When Capital Flooded In
When AI became the dominant venture theme, money flooded in at every layer of the stack. Foundation model companies raised billions. Infrastructure tooling raised hundreds of millions. Orchestration frameworks, vector databases, fine-tuning platforms: everything touched by AI attracted capital at extraordinary speed.
Most of that capital will not generate the returns investors expected. Not because AI isn't transformative — it clearly is — but because investors confused “this technology is important” with “this company is defensible.” Those are very different claims.
The Foundation Model Trap
Foundation model companies are remarkable technical achievements. GPT-4, Claude, Gemini — these are genuinely transformative systems. As venture investments, however, they carry a structural problem that no amount of technical achievement resolves.
Training costs require sustained capital that most venture funds can't support at scale. A foundation model that costs $100M to train today will cost $500M to train the next generation. The competitors are not startups — they are Google, Microsoft, Meta, and Amazon, each with virtually unlimited compute budgets. Pricing pressure is relentless as open-source alternatives improve. The companies building applications on top of the models often capture more durable value than the model providers themselves.

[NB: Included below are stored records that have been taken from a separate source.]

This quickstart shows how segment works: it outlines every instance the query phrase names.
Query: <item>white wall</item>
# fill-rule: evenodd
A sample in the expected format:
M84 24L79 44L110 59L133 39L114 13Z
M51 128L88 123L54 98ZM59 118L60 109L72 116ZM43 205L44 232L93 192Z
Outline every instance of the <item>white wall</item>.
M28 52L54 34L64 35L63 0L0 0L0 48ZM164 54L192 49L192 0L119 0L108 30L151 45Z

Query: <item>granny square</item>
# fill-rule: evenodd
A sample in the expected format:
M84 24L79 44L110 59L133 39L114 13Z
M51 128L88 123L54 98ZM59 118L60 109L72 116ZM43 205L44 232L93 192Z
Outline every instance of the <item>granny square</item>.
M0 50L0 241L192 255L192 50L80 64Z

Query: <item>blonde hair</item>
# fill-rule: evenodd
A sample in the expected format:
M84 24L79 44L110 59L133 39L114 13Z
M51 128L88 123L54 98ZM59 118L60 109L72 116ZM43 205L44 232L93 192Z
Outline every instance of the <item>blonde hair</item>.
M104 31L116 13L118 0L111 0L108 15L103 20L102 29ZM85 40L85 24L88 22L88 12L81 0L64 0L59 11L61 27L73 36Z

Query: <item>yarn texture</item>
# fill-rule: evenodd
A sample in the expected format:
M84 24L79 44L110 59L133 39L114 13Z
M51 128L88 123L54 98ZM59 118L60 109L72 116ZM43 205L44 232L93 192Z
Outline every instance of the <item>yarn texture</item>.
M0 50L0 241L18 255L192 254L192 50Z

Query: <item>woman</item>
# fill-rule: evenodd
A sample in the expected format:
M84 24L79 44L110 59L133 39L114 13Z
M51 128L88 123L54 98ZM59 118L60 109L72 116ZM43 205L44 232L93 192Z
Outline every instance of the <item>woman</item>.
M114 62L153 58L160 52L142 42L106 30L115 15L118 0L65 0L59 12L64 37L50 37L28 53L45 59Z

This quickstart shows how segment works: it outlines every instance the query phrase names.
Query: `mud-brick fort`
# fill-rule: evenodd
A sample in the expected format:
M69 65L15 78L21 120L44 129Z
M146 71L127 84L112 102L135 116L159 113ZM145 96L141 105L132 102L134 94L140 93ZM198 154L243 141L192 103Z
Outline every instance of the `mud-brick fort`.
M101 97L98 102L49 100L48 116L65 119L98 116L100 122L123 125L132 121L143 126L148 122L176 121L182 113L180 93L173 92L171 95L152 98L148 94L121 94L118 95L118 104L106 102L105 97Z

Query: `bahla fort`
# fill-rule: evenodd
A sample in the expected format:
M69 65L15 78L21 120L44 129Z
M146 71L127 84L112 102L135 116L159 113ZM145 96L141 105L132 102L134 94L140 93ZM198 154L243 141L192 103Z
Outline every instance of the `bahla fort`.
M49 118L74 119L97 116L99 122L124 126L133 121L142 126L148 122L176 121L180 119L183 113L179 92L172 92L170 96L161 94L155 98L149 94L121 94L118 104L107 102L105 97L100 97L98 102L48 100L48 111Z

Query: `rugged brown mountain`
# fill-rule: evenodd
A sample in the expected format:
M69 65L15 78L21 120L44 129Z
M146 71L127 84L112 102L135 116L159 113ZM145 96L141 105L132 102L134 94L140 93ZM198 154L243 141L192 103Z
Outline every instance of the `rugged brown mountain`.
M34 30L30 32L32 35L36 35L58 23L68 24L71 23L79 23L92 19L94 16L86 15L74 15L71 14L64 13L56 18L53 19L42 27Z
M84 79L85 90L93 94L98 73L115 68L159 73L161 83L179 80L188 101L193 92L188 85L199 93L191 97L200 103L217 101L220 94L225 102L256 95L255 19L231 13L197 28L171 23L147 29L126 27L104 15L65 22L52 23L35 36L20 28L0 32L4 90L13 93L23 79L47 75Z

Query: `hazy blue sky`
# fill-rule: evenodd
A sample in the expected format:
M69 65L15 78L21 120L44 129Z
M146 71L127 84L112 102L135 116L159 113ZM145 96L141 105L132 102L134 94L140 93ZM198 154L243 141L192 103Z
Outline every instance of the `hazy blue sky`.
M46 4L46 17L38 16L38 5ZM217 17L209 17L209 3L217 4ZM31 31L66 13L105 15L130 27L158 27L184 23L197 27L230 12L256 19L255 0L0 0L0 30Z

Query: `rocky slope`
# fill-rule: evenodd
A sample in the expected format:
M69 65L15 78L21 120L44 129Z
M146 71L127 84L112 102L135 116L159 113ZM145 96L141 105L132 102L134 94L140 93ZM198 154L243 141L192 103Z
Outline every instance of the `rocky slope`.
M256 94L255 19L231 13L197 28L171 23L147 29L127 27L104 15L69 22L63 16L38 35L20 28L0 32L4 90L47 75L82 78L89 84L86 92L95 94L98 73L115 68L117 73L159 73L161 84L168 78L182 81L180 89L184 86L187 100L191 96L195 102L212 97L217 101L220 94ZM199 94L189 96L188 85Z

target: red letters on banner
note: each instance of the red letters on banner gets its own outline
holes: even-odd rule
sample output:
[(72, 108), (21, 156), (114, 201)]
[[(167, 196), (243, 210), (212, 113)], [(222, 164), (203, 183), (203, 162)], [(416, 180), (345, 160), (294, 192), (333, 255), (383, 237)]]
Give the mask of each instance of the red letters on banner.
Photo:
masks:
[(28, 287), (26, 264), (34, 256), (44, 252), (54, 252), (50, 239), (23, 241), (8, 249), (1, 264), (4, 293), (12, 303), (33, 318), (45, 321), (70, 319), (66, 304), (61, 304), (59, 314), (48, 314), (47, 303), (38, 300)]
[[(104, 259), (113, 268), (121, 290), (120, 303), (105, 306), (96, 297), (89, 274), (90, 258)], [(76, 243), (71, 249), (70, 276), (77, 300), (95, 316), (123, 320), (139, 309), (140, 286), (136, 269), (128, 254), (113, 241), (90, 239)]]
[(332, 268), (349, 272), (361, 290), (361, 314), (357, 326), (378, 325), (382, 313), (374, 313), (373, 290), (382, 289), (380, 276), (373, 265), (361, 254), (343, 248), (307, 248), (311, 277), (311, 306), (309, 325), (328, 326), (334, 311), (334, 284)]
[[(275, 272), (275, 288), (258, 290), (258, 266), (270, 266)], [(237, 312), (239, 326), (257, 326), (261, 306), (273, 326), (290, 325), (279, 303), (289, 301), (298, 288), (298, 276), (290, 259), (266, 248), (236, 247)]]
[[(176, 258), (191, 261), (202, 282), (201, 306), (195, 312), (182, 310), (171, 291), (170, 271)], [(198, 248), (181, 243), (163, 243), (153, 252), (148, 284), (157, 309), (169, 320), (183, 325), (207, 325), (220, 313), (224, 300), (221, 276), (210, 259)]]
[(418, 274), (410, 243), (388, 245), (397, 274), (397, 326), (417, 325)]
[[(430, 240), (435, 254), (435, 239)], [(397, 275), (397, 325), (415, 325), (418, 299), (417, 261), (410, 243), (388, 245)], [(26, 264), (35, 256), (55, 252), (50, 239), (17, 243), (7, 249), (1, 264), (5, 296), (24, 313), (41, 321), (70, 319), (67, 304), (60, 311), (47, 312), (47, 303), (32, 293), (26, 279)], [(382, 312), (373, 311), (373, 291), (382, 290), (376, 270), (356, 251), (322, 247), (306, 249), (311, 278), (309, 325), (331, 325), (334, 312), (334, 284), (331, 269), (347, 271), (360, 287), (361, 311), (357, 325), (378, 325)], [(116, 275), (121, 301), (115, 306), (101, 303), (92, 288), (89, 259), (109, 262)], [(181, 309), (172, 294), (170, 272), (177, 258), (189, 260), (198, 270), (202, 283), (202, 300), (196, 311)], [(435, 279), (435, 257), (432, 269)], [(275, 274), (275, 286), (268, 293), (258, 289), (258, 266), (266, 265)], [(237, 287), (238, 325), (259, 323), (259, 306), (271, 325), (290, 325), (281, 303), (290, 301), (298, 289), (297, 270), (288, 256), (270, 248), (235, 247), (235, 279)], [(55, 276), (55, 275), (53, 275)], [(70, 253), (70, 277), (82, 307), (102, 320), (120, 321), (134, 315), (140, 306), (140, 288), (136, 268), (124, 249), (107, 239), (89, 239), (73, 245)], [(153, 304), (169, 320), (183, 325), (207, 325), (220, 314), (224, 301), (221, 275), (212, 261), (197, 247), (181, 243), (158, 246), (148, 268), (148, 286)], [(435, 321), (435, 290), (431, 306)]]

Where the Stack Actually Matters
The AI stack runs roughly from bottom to top: compute infrastructure, foundation models, orchestration and tooling, and application layer. Value migrates upward over time. Infrastructure commoditizes as cloud providers compete on price. Foundation models commoditize as open-source catches up to proprietary. The application layer — where context, workflow, and switching cost accumulate — is where enduring value lives.

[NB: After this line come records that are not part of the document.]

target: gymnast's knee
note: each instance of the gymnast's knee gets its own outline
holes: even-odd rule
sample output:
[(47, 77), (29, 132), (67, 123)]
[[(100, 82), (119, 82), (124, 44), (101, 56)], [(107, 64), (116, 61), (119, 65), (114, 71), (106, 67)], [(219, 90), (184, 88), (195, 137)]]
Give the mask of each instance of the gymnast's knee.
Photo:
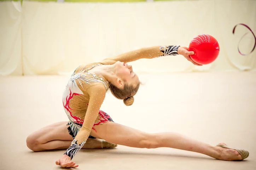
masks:
[(146, 134), (139, 142), (140, 147), (151, 149), (161, 147), (160, 144), (153, 134)]
[(34, 152), (39, 151), (38, 149), (38, 141), (32, 135), (29, 135), (27, 138), (26, 142), (27, 146), (30, 150)]

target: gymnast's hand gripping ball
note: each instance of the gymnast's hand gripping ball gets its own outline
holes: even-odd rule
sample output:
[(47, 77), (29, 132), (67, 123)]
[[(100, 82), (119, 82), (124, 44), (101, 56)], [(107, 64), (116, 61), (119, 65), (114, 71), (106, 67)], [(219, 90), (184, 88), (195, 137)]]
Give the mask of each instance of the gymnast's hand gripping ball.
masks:
[(214, 37), (202, 34), (191, 40), (188, 51), (194, 52), (194, 55), (190, 56), (193, 61), (200, 64), (207, 64), (213, 62), (218, 57), (220, 46)]

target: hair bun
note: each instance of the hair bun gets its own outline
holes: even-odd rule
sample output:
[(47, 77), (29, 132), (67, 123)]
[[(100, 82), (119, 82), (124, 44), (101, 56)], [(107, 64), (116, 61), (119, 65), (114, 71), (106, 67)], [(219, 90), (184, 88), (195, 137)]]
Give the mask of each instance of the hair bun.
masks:
[(126, 106), (130, 106), (133, 104), (134, 101), (133, 97), (130, 97), (123, 100), (123, 102)]

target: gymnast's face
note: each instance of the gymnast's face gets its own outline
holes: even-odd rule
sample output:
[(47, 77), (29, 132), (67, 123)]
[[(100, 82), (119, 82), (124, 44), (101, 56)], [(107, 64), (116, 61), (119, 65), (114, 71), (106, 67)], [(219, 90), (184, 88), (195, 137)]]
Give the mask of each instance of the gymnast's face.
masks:
[(132, 65), (123, 62), (118, 61), (115, 63), (117, 68), (117, 83), (118, 86), (122, 87), (125, 82), (135, 87), (140, 82), (138, 75), (133, 72)]

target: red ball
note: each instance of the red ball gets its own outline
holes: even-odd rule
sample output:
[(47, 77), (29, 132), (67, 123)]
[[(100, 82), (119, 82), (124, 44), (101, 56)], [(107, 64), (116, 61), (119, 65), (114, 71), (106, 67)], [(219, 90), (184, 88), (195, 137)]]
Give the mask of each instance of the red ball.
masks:
[(200, 64), (207, 64), (217, 58), (220, 52), (220, 46), (216, 39), (207, 34), (199, 35), (193, 39), (188, 51), (195, 54), (190, 55), (191, 59)]

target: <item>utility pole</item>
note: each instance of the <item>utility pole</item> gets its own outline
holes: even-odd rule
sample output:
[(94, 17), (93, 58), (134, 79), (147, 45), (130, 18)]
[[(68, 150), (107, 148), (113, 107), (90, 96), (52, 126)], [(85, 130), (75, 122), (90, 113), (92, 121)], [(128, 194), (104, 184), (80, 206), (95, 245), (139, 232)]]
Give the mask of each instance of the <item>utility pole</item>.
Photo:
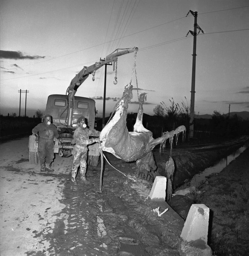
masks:
[(29, 92), (29, 91), (26, 90), (26, 95), (25, 97), (25, 115), (24, 116), (26, 116), (26, 103), (27, 102), (27, 93), (28, 92)]
[[(189, 13), (190, 12), (194, 17), (194, 31), (189, 30), (187, 34), (187, 36), (189, 33), (194, 36), (194, 42), (193, 45), (193, 60), (192, 65), (192, 79), (191, 81), (191, 98), (190, 100), (190, 120), (189, 120), (189, 132), (188, 135), (189, 139), (192, 138), (194, 136), (194, 94), (195, 86), (195, 63), (196, 56), (196, 36), (198, 35), (200, 31), (204, 34), (203, 30), (200, 28), (197, 24), (197, 12), (194, 12), (191, 10), (188, 12), (186, 15), (186, 17)], [(199, 29), (198, 34), (197, 33), (197, 29)]]
[(229, 119), (229, 117), (230, 117), (230, 104), (229, 104), (229, 110), (228, 111), (228, 119)]
[[(102, 60), (101, 58), (100, 60), (105, 60), (104, 58), (103, 60)], [(106, 72), (107, 70), (107, 65), (112, 65), (111, 63), (107, 63), (105, 64), (105, 81), (104, 84), (104, 98), (103, 101), (103, 116), (102, 116), (102, 129), (105, 126), (105, 92), (106, 88)]]
[(20, 103), (19, 104), (19, 117), (20, 116), (20, 114), (21, 113), (21, 93), (22, 92), (26, 93), (26, 99), (25, 99), (25, 116), (26, 116), (26, 104), (27, 101), (27, 93), (29, 92), (29, 91), (27, 91), (27, 90), (22, 90), (20, 89), (18, 90), (18, 92), (20, 92)]

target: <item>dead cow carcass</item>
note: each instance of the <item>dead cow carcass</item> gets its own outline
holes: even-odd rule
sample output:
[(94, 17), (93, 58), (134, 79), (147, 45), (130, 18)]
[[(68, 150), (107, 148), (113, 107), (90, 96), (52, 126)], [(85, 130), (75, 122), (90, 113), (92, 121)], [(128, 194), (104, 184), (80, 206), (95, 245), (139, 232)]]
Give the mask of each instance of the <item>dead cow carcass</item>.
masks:
[(185, 131), (185, 128), (180, 126), (173, 131), (164, 133), (160, 138), (154, 139), (152, 133), (145, 128), (142, 123), (143, 104), (146, 95), (143, 93), (139, 97), (134, 131), (128, 132), (126, 119), (128, 105), (132, 97), (132, 88), (131, 85), (125, 87), (122, 97), (116, 104), (114, 116), (103, 128), (100, 137), (102, 150), (126, 162), (136, 161), (139, 173), (144, 173), (147, 177), (151, 170), (155, 171), (156, 168), (152, 149), (158, 144)]

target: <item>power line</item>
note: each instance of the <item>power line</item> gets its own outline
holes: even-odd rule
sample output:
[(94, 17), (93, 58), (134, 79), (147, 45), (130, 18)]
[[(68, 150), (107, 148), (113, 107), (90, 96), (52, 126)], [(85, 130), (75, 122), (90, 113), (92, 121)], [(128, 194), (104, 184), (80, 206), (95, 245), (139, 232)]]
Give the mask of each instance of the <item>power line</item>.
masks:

For emerging managers, the risk-return profile makes the most sense at the application layer. Application companies that embed deeply into specific vertical workflows accumulate domain context, proprietary data, and switching cost that create genuinely durable businesses. The foundation model underneath them may change. The orchestration layer may be replaced. But the workflow that's been rebuilt around their product, the compliance infrastructure in their deployment, and the years of domain-specific training data they've accumulated cannot easily be replicated by a competitor with access to the same underlying model.
The Key Principle
Models commoditize. Context compounds. Invest accordingly.
The Convergence with Emerging Manager Math
This is where the AI investment thesis converges with the emerging manager math from Part I. A vertical AI company with embedded workflows, proprietary data, and high switching cost doesn't need a $5B exit to move a $75M fund. It needs to be genuinely hard to displace — and that kind of durability starts at the application layer, not the infrastructure layer.

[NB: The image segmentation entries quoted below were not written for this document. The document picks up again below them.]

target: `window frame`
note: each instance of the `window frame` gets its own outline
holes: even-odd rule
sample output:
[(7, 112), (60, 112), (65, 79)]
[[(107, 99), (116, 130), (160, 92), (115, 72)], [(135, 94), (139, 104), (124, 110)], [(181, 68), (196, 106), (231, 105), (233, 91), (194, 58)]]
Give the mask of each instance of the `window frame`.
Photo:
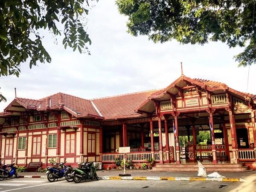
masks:
[[(76, 131), (72, 131), (72, 132), (68, 132), (65, 133), (65, 148), (64, 150), (65, 150), (64, 154), (65, 155), (76, 155)], [(72, 134), (74, 134), (75, 137), (74, 140), (71, 139), (71, 136)], [(68, 135), (70, 135), (70, 141), (71, 141), (72, 140), (74, 140), (74, 152), (73, 153), (67, 153), (67, 136)], [(70, 143), (70, 152), (71, 151), (71, 142)]]
[[(19, 148), (19, 138), (21, 138), (21, 148)], [(25, 138), (26, 139), (26, 142), (25, 142), (25, 146), (24, 146), (24, 148), (22, 148), (22, 147), (23, 147), (23, 138)], [(26, 148), (26, 142), (27, 142), (27, 138), (26, 137), (18, 137), (18, 140), (17, 140), (17, 149), (18, 150), (25, 150)]]
[[(49, 145), (49, 137), (50, 135), (51, 135), (52, 137), (52, 146), (50, 147)], [(53, 146), (53, 136), (56, 135), (56, 146)], [(49, 134), (48, 135), (48, 140), (47, 140), (47, 148), (57, 148), (58, 145), (58, 135), (57, 134)]]
[[(35, 143), (35, 142), (34, 142), (34, 138), (35, 137), (37, 137), (37, 139), (36, 139), (36, 142), (35, 142), (35, 143), (37, 144), (36, 145), (36, 152), (37, 152), (37, 147), (38, 147), (38, 145), (37, 143), (38, 143), (38, 137), (40, 137), (40, 149), (39, 151), (39, 154), (33, 154), (33, 152), (34, 151), (34, 143)], [(33, 137), (32, 137), (32, 147), (31, 148), (32, 150), (31, 150), (31, 157), (41, 157), (41, 150), (42, 150), (42, 136), (41, 135), (33, 135)]]
[[(90, 134), (92, 135), (92, 137), (91, 137), (91, 139), (89, 139), (89, 134)], [(92, 138), (92, 135), (94, 135), (95, 137), (94, 137), (94, 139), (93, 139)], [(96, 152), (97, 151), (97, 149), (96, 149), (96, 141), (97, 141), (97, 134), (96, 134), (96, 133), (95, 132), (92, 132), (92, 131), (88, 131), (87, 132), (87, 153), (88, 154), (96, 154)], [(91, 152), (89, 152), (89, 140), (90, 140), (91, 141), (91, 145), (90, 145), (90, 150), (91, 150)], [(94, 140), (94, 152), (92, 152), (92, 149), (93, 149), (93, 142), (92, 141)]]
[[(7, 149), (7, 144), (6, 143), (6, 141), (7, 140), (9, 140), (9, 143), (8, 144), (8, 155), (6, 155), (6, 149)], [(9, 155), (9, 154), (10, 153), (10, 140), (12, 140), (12, 154), (11, 155)], [(6, 138), (6, 140), (5, 140), (5, 150), (4, 150), (4, 157), (8, 158), (8, 157), (12, 157), (13, 156), (13, 146), (14, 145), (14, 138), (13, 137), (7, 137)]]

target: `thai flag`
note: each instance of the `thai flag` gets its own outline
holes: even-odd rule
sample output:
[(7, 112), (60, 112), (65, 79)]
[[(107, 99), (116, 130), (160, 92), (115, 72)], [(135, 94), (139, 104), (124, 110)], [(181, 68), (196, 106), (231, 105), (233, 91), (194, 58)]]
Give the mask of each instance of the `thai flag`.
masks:
[(213, 139), (213, 137), (214, 135), (214, 133), (213, 132), (213, 128), (212, 125), (212, 122), (211, 122), (211, 119), (210, 119), (210, 117), (209, 117), (209, 123), (210, 125), (210, 129), (211, 130), (211, 134), (212, 135), (212, 138)]
[(177, 137), (177, 131), (176, 130), (176, 128), (175, 127), (174, 120), (172, 120), (172, 122), (173, 123), (173, 133), (174, 134), (174, 137)]

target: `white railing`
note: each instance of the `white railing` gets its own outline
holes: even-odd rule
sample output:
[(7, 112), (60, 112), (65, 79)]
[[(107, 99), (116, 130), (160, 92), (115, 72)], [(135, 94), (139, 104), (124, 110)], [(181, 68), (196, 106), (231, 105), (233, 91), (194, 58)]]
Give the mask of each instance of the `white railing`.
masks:
[(120, 154), (119, 153), (108, 153), (102, 154), (102, 161), (103, 162), (113, 162), (118, 158), (119, 158), (120, 160), (122, 160), (123, 156), (123, 154)]
[(154, 152), (154, 157), (155, 158), (155, 160), (156, 161), (160, 161), (160, 157), (159, 156), (159, 152)]
[(146, 150), (143, 148), (131, 148), (131, 152), (145, 151)]
[(170, 101), (161, 102), (161, 110), (166, 110), (168, 109), (172, 109), (172, 104)]
[(128, 153), (127, 154), (127, 160), (133, 161), (143, 161), (151, 158), (151, 153), (145, 152), (136, 153)]
[[(156, 161), (160, 160), (159, 152), (154, 151), (154, 158)], [(126, 158), (127, 160), (131, 160), (135, 162), (144, 162), (146, 159), (151, 158), (151, 151), (142, 152), (132, 152), (127, 154)], [(118, 158), (120, 160), (123, 158), (123, 154), (119, 153), (105, 153), (102, 155), (102, 162), (114, 162)]]
[(10, 127), (9, 128), (4, 128), (3, 129), (3, 132), (14, 132), (17, 130), (15, 127)]
[(255, 160), (255, 151), (253, 149), (239, 149), (238, 157), (240, 160)]
[(226, 95), (215, 95), (212, 96), (212, 105), (224, 104), (227, 103)]

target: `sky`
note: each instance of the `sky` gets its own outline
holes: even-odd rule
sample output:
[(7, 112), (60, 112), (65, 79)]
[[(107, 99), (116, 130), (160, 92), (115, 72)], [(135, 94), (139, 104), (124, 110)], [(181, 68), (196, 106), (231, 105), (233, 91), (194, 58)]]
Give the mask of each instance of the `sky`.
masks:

The AI categories with the highest defensibility and the lowest competitive intensity — the upper-left quadrant — are vertical application companies serving industries where data is regulated, workflows are complex, and incumbents are slow to change. Healthcare, legal, insurance, logistics, defense. These are the categories where the application layer moat compounds fastest.
The AI categories with the lowest defensibility and the highest competitive intensity — horizontal productivity tools, general-purpose AI assistants, undifferentiated chatbot wrappers — are where capital has concentrated and returns will disappoint. Being early in a commodity category is not an advantage. It is expensive market research that benefits your competitors.